Buckingham Palace has released a new picture of one of the Queen’s favourite ponies, who made a poignant appearance at her funeral.
Emma the Fell Pony stood at the side of the Long Walk on the approach to Windsor Castle as the coffin carrying her devoted owner was driven past at her final farewell last month.
And now a portrait of the black pony, who was born in 1996, has been released in tribute.
During the ceremonial procession on 19 September, Emma stood in a gap between the hundreds of thousands of floral tributes, in the care of the Queen’s trusted stud groom and manager at Windsor Castle, Terry Pendry.
Mr Pendry, in his bowler hat, black jacket and riding boots, bowed his head as the coffin passed.
Behind them were grooms from the Royal Mews at Windsor wearing black armbands in mourning.
Emma’s ears twitched, and she swished her tail, stomping on the ground twice with one of her front hooves as the Queen’s coffin moved past in the state hearse with a military parade.
Mr Pendry once described Emma, who was bought by the Queen in 2004, as “a wonderful servant to Her Majesty” and one of her favourite-ever horses.
The Queen regularly rode Emma – whose full name is Carltonlima Emma – for light exercise in the grounds around Windsor Castle over the past 15 years.
During her career, Emma also qualified at the Horse of the Year Show Ridden Finals, and at Olympia in the Mountain and the Moorland Supreme Championship Final.
On her retirement in December 2007, she returned to the Royal Mews at Windsor, where she will continue to live.
The palace said she will be “much-loved and cared for”.
Gift from King George
Emma appeared in three Pageants at The Royal Windsor Horse Show to mark the Diamond Jubilee, the Queen’s 90th birthday celebrations and the Platinum Jubilee.
The Queen was known for her life-long love of horses, which began when her grandfather King George V gave her a Shetland Pony called Peggy.

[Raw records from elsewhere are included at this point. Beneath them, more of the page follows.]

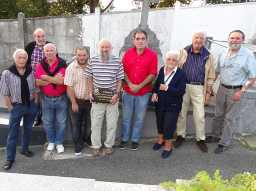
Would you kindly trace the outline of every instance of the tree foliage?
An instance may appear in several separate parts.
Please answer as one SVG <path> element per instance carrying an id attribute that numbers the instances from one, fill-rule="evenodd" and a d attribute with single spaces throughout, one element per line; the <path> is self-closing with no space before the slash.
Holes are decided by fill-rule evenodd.
<path id="1" fill-rule="evenodd" d="M 104 7 L 100 0 L 0 0 L 0 19 L 16 19 L 22 12 L 26 18 L 94 13 L 99 6 L 101 11 L 109 12 L 114 0 Z"/>

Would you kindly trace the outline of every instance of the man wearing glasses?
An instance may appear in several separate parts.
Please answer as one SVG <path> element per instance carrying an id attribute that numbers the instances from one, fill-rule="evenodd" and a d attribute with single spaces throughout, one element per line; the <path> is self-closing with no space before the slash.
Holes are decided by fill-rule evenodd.
<path id="1" fill-rule="evenodd" d="M 191 100 L 196 145 L 203 152 L 208 150 L 204 141 L 204 105 L 210 101 L 215 77 L 213 56 L 204 46 L 206 36 L 204 31 L 196 30 L 192 35 L 192 44 L 180 50 L 180 58 L 177 66 L 186 74 L 187 85 L 177 122 L 177 138 L 174 142 L 174 147 L 179 148 L 185 141 L 186 117 Z"/>
<path id="2" fill-rule="evenodd" d="M 242 97 L 256 79 L 256 61 L 253 52 L 241 46 L 245 34 L 233 31 L 228 40 L 229 47 L 222 50 L 215 61 L 215 80 L 220 75 L 220 84 L 212 135 L 205 139 L 208 143 L 218 142 L 214 150 L 217 154 L 222 153 L 229 145 Z"/>

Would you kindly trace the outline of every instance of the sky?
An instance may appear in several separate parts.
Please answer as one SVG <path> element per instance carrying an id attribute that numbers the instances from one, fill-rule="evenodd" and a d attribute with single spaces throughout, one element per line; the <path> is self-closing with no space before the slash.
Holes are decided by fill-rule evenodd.
<path id="1" fill-rule="evenodd" d="M 102 4 L 106 6 L 110 0 L 101 0 Z M 114 0 L 114 6 L 115 8 L 113 11 L 131 11 L 133 9 L 135 8 L 135 5 L 132 4 L 133 0 Z M 200 6 L 201 2 L 200 1 L 196 1 L 193 3 L 192 6 Z"/>

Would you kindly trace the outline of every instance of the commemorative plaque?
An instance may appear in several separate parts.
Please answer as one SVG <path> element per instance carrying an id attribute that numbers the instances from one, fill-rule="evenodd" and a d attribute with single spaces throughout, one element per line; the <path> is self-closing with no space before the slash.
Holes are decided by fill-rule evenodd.
<path id="1" fill-rule="evenodd" d="M 114 95 L 114 90 L 108 88 L 93 88 L 93 102 L 102 103 L 110 103 Z"/>

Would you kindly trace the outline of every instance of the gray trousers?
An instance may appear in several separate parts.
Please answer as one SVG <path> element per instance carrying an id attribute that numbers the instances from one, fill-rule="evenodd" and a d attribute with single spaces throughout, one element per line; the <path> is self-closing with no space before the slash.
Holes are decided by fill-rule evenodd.
<path id="1" fill-rule="evenodd" d="M 212 136 L 221 139 L 219 144 L 227 146 L 230 142 L 232 133 L 239 113 L 240 103 L 242 97 L 237 101 L 232 98 L 240 88 L 228 89 L 220 84 L 216 95 L 215 117 L 212 121 Z"/>

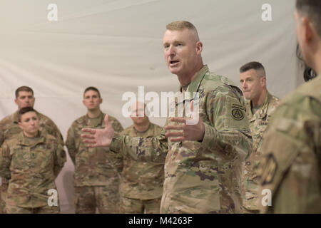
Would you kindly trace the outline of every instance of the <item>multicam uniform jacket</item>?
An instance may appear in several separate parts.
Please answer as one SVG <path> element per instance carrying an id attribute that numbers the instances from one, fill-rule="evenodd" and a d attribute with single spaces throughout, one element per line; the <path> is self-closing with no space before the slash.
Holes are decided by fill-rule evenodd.
<path id="1" fill-rule="evenodd" d="M 160 213 L 242 211 L 241 162 L 252 151 L 252 140 L 242 92 L 233 85 L 204 66 L 188 86 L 187 92 L 199 94 L 202 142 L 171 142 L 164 128 L 148 139 L 115 134 L 113 151 L 126 151 L 140 160 L 165 159 Z"/>
<path id="2" fill-rule="evenodd" d="M 2 145 L 0 174 L 9 180 L 6 204 L 35 208 L 48 204 L 49 190 L 66 162 L 66 152 L 46 132 L 29 139 L 21 132 Z"/>
<path id="3" fill-rule="evenodd" d="M 151 138 L 158 135 L 160 126 L 150 123 L 148 129 L 141 133 L 131 125 L 121 132 L 122 135 Z M 151 200 L 160 198 L 164 182 L 164 162 L 146 162 L 134 160 L 128 155 L 123 157 L 121 173 L 121 194 L 128 198 Z"/>
<path id="4" fill-rule="evenodd" d="M 39 130 L 46 131 L 47 133 L 54 136 L 61 147 L 63 147 L 63 139 L 62 135 L 54 121 L 49 117 L 38 113 L 39 118 Z M 0 121 L 0 146 L 5 140 L 12 138 L 14 135 L 22 132 L 19 125 L 19 111 L 8 115 Z M 2 178 L 3 190 L 6 188 L 8 181 L 6 178 Z"/>
<path id="5" fill-rule="evenodd" d="M 259 183 L 257 169 L 261 159 L 261 145 L 263 134 L 270 122 L 271 115 L 280 103 L 280 99 L 268 92 L 261 107 L 255 113 L 252 113 L 251 103 L 246 103 L 246 113 L 250 121 L 250 128 L 253 141 L 253 150 L 250 157 L 242 165 L 242 195 L 243 206 L 249 210 L 259 210 L 258 191 Z"/>
<path id="6" fill-rule="evenodd" d="M 119 178 L 119 172 L 123 169 L 121 155 L 111 152 L 108 147 L 86 147 L 81 137 L 82 128 L 103 128 L 105 115 L 101 113 L 98 118 L 93 119 L 83 115 L 68 130 L 66 146 L 75 165 L 75 186 L 105 186 L 109 179 Z M 116 118 L 109 115 L 108 120 L 116 131 L 123 130 Z"/>
<path id="7" fill-rule="evenodd" d="M 262 212 L 321 213 L 320 75 L 284 98 L 265 137 L 259 192 L 270 190 L 272 205 L 262 206 Z"/>

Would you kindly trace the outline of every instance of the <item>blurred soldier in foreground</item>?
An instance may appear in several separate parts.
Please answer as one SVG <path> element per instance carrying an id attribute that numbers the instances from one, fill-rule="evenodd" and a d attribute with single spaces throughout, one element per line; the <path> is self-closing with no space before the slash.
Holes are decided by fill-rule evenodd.
<path id="1" fill-rule="evenodd" d="M 0 146 L 5 140 L 11 139 L 14 135 L 21 133 L 19 126 L 19 111 L 24 107 L 34 108 L 35 98 L 34 90 L 28 86 L 21 86 L 16 90 L 14 102 L 18 106 L 18 110 L 8 115 L 0 121 Z M 46 131 L 57 140 L 61 147 L 63 147 L 63 139 L 56 124 L 49 117 L 37 112 L 39 119 L 39 128 L 41 132 Z M 6 195 L 8 189 L 8 181 L 2 178 L 1 206 L 4 212 L 6 211 Z"/>
<path id="2" fill-rule="evenodd" d="M 246 114 L 253 140 L 252 153 L 242 164 L 244 212 L 258 213 L 260 203 L 258 196 L 259 183 L 256 170 L 262 155 L 260 147 L 263 133 L 280 99 L 268 91 L 265 70 L 261 63 L 248 63 L 241 66 L 240 73 L 242 90 L 247 100 Z"/>
<path id="3" fill-rule="evenodd" d="M 22 108 L 18 120 L 22 132 L 4 142 L 0 155 L 0 174 L 9 180 L 6 212 L 58 213 L 55 179 L 66 162 L 65 151 L 54 136 L 39 130 L 32 107 Z"/>
<path id="4" fill-rule="evenodd" d="M 103 102 L 98 90 L 87 88 L 83 93 L 83 105 L 87 114 L 76 119 L 68 131 L 66 145 L 75 165 L 73 185 L 75 206 L 77 214 L 119 212 L 119 172 L 123 160 L 120 155 L 109 148 L 88 149 L 81 140 L 83 128 L 103 128 L 106 114 L 101 110 Z M 116 131 L 123 127 L 114 118 L 111 123 Z"/>
<path id="5" fill-rule="evenodd" d="M 297 0 L 295 17 L 303 58 L 319 76 L 273 113 L 258 172 L 259 192 L 272 193 L 263 212 L 321 213 L 321 1 Z"/>
<path id="6" fill-rule="evenodd" d="M 162 128 L 149 121 L 146 105 L 133 103 L 131 119 L 133 125 L 121 132 L 133 137 L 151 138 L 158 135 Z M 141 115 L 140 115 L 141 114 Z M 122 213 L 159 214 L 164 182 L 164 162 L 134 160 L 124 155 L 121 181 Z"/>
<path id="7" fill-rule="evenodd" d="M 241 162 L 252 151 L 242 92 L 203 63 L 203 43 L 192 24 L 175 21 L 166 28 L 165 60 L 185 95 L 169 110 L 185 117 L 168 116 L 155 138 L 114 134 L 107 118 L 105 129 L 83 129 L 91 135 L 81 136 L 90 147 L 110 145 L 136 160 L 165 159 L 160 213 L 241 212 Z"/>

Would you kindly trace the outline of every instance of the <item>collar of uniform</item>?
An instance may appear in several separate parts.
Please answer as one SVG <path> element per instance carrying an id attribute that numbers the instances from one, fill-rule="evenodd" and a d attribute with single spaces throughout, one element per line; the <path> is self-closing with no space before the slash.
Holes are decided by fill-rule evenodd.
<path id="1" fill-rule="evenodd" d="M 35 146 L 37 144 L 44 142 L 44 137 L 42 135 L 41 132 L 39 130 L 39 137 L 37 138 L 39 140 L 35 141 L 33 145 L 30 145 L 27 140 L 26 139 L 26 136 L 24 135 L 24 132 L 21 131 L 18 135 L 18 144 L 21 145 L 30 146 L 31 147 Z"/>
<path id="2" fill-rule="evenodd" d="M 105 115 L 106 114 L 103 113 L 103 112 L 101 111 L 101 113 L 99 114 L 98 117 L 96 118 L 97 119 L 98 119 L 98 120 L 97 121 L 97 123 L 95 125 L 91 125 L 90 120 L 93 119 L 93 118 L 90 118 L 88 116 L 88 114 L 86 114 L 86 125 L 87 126 L 91 126 L 91 128 L 97 128 L 98 126 L 101 125 L 102 124 L 104 123 L 103 119 L 105 118 Z M 93 118 L 93 119 L 96 119 L 96 118 Z"/>
<path id="3" fill-rule="evenodd" d="M 146 133 L 146 132 L 151 128 L 151 122 L 149 123 L 148 128 L 147 128 L 147 129 L 146 129 L 146 130 L 144 130 L 144 131 L 138 131 L 138 130 L 136 130 L 136 128 L 135 128 L 135 125 L 133 125 L 132 127 L 133 127 L 133 130 L 134 130 L 136 133 L 142 133 L 142 134 L 143 134 L 143 133 Z"/>
<path id="4" fill-rule="evenodd" d="M 198 88 L 200 87 L 200 82 L 202 81 L 203 78 L 204 78 L 204 76 L 208 71 L 208 66 L 204 65 L 203 68 L 200 70 L 200 71 L 196 73 L 196 76 L 194 78 L 194 80 L 190 82 L 186 91 L 196 92 L 198 90 Z M 180 90 L 181 87 L 180 88 Z"/>
<path id="5" fill-rule="evenodd" d="M 255 112 L 255 113 L 258 113 L 258 118 L 263 119 L 266 116 L 266 115 L 268 113 L 268 107 L 269 103 L 271 100 L 271 99 L 272 99 L 272 95 L 270 95 L 270 93 L 268 91 L 267 91 L 266 97 L 265 97 L 265 99 L 264 100 L 263 105 L 259 110 L 258 110 Z M 247 111 L 248 110 L 248 113 L 250 114 L 248 115 L 248 119 L 249 119 L 250 122 L 255 120 L 255 113 L 252 113 L 251 105 L 252 105 L 252 102 L 250 100 L 248 100 L 246 102 L 246 109 L 247 109 Z"/>
<path id="6" fill-rule="evenodd" d="M 19 122 L 19 110 L 17 110 L 14 113 L 12 120 L 14 123 L 18 123 Z"/>
<path id="7" fill-rule="evenodd" d="M 259 118 L 260 119 L 264 118 L 268 114 L 268 107 L 269 105 L 269 103 L 272 99 L 272 95 L 270 94 L 268 91 L 266 93 L 266 98 L 264 100 L 264 103 L 262 108 L 260 109 Z"/>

She became knowledgeable as a rider, owner and breeder of horses and her passion for them was evident at race meetings, which included the Derby at Epsom and Royal Ascot.
Gold Cup success
On 18 June 1954, her horse Landau won the Rous Memorial Stakes and a stallion called Aureole won the Hardwicke Stakes.
In 1957, the Queen had four winners during Ascot week, and she became the first reigning monarch to have won Royal Ascot’s Gold Cup with her thoroughbred Estimate in 2013.
Her horse Highclere won the Prix de Diane at Chantilly in 1975.
The Queen was involved in ensuring the survival of a number of rare breeds of horses and ponies through the breeding programmes in both her private yards and the working yards which bred horses used for royal and state occasions.
She championed breeds including Highland Ponies, Fell Ponies and Cleveland Bays.